Ireland: Following first HIV-related conviction for "intentionally or recklessly causing serious harm" in Ireland, Dr Juliana Adelman reflects on the fear of contagion

 Fear of contagion clouds our thinking about the transmission of HIV

How can we treat people fairly while reducing risk to others of contracting the disease?

There is no legal obligation on a person with HIV to disclose their status, nor is there a law that provides a specific penalty for knowingly transmitting the disease. For the second time this year, this legal situation is being tested in the courts. The defendant is accused of “recklessly or intentionally causing serious harm” by transmitting HIV to two separate sexual partners.

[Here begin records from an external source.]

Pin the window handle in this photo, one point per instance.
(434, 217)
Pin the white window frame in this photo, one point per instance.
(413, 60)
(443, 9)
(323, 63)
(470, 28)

This raises serious questions about our understanding both of HIV the disease and of personal responsibility with regard to health. Is the contraction of HIV, now a treatable long-term condition, “serious harm”? Who is at fault for contracting a disease? What does fault mean? These are very difficult questions and have vexed societies for as long as contagious diseases have circulated them. Sexually transmitted diseases bring another layer of complexity as they also involve attitudes towards sexual activity.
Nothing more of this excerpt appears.